David Ross reports

on the past and future

of shinty as the

Camanachd Association

celebrates 100 years.

Shinty is at a crossroads. We have to decide whether we are going to

allow it to develop into a modern game or are we going to let it jog

along as something quaint.

Hugh Dan MacLennan

TWO shinty teams will don period costume today to recreate the match

100 years ago that led to the formation of the ancient game's ruling

body, the Camanachd Association.

The confrontation in Kingussie between the home team and Glasgow Cowal

is part of the association's centenary celebrations, but there will be

more than nostalgia about in the Highland town this afternoon, according

to Mr Hugh Dan MacLennan, the BBC's ''voice of shinty''.

Mr MacLennan, who has written the association's centenary history

which will be launched in June at the Camanachd Cup final, said:

''Shinty is at a crossroads.

''We have to decide whether we are going to allow it to develop into a

modern game which can hold its head up in the world of competitive sport

or whether we are going to be content to let it jog along as something

quaint, living in its past and conforming to all the old caricatures of

things Highland.

''There have been some healthy developments through sponsorship, the

Scottish Sport Council appointing a development officer, and, very

importantly, the development of the junior internationals with Irish

hurling teams. To my mind, we have got to go forward.''

Things have certainly gone forward since the origins of the game which

are shrouded in the mists of time and legend.

It is said that Cuchullin, the hero of the Red Branch Gaelic legends

of Ulster, which date to the first century, took to the road as a boy

carrying a ''caman of bronze and ball of silver''.

He subsequently defeated 150 of the youths of Eamhain by catching the

ball between his knees and taking it over the goal line.

As you might expect, this little pleased his opponents and the story

goes: ''They cast their thrice 50 caman at the boy's head. He lifted his

single caman and warded off the thrice 50 sticks. Then, they cast the

thrice 50 balls at him. He warded off the thrice 50 balls.'' Cuchullin

was to display these extraordinary skills in Scotland in between other

exploits.

Shinty can be linked even to the coming of Christianity to Scotland.

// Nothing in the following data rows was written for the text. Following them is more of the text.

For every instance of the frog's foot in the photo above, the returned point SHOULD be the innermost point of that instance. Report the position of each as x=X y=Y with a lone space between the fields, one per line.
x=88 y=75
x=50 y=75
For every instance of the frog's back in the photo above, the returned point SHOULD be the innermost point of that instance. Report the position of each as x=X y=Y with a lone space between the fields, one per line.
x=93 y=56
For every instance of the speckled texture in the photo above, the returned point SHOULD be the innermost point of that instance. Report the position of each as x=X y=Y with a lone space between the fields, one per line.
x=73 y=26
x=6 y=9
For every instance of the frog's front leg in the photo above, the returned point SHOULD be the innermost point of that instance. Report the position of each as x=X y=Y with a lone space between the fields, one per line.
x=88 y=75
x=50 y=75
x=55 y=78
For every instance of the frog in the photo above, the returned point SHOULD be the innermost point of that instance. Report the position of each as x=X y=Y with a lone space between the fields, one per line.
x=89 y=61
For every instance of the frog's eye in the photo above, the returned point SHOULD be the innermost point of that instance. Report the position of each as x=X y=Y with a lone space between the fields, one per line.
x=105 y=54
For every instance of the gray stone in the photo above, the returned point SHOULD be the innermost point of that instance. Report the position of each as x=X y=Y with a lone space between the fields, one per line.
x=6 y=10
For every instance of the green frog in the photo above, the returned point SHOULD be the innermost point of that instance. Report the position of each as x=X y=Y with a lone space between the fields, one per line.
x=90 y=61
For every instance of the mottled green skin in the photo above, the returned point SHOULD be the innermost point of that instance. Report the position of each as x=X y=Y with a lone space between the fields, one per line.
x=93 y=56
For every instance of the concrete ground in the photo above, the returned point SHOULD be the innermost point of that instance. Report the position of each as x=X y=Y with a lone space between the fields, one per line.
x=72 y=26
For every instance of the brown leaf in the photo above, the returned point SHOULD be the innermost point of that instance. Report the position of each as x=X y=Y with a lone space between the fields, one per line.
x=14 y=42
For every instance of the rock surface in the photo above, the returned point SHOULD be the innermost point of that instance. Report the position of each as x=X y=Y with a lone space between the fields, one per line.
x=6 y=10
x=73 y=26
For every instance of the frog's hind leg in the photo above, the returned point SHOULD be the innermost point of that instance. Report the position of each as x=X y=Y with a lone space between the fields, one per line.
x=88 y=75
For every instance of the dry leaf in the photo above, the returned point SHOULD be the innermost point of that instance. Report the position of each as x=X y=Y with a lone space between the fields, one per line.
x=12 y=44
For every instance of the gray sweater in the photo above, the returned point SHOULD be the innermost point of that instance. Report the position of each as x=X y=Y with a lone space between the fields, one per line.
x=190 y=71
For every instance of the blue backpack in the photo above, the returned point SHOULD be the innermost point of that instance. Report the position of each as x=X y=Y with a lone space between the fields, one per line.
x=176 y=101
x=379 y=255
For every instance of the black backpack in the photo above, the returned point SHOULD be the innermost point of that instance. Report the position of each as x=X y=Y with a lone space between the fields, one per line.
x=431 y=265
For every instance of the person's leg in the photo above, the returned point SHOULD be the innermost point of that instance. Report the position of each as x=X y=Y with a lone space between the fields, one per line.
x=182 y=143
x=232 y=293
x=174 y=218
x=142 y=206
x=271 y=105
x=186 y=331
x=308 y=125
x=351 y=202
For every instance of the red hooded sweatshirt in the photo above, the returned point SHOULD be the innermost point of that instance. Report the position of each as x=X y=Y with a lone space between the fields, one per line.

An argument during a game in Ireland led to the son of the King of

Connaught hitting the son of a courtier of the King of Ireland, Diarmid

mac Cerbuill, over the head with his caman and killing him. The young

prince fled to Columba for sanctuary but Diarmid removed him by force

and put him to death. Columba promptly cast off in his curragh for

Dalriada and Iona.

It was men like Columba and his followers who brought Gaelic and

shinty from Ireland. It became an integral part of Scottish social life

from St Kilda to the Borders. On the afternoon of February 12, 1692, the

people of Glencoe played some military ''guests'' who were to rise early

the next day to do their duty.

But the game was to survive better than MacIain's people in Glencoe.

Even in 1769 in the aftermath of Culloden when the Hanoverian government

was dabbling in genocide north of the Highland line, one Thomas Pennant

wrote that most of the ancient sports of the Highlanders had disappeared

with the exception of shinty.

The sport survived royal edicts and it also survived, but less well,

nineteenth-century Presbyterianism which had little time for such

recreational gatherings as sport.

Roger Hutchinson's history of the game, Camanachd, records that the

Rev. Roderick MacLeod, whose ministry in Snizort, Skye, at one time

attracted 3000 people to a Communion Sunday, wrote in 1857: ''I have

raised the standard

against shinty and tobacco''.

For most of the early centuries of shinty, there were little in the

way of rules and matches could involve as many as 30 or 40 on each side.

The quality and nature of the camans varied greatly with some in the

treeless islands using stiff, dried lengths of tangle.

For the book, Glasgow Cowal won 100 years ago but contrary to popular

belief, that was not the last time Kingussie was beaten.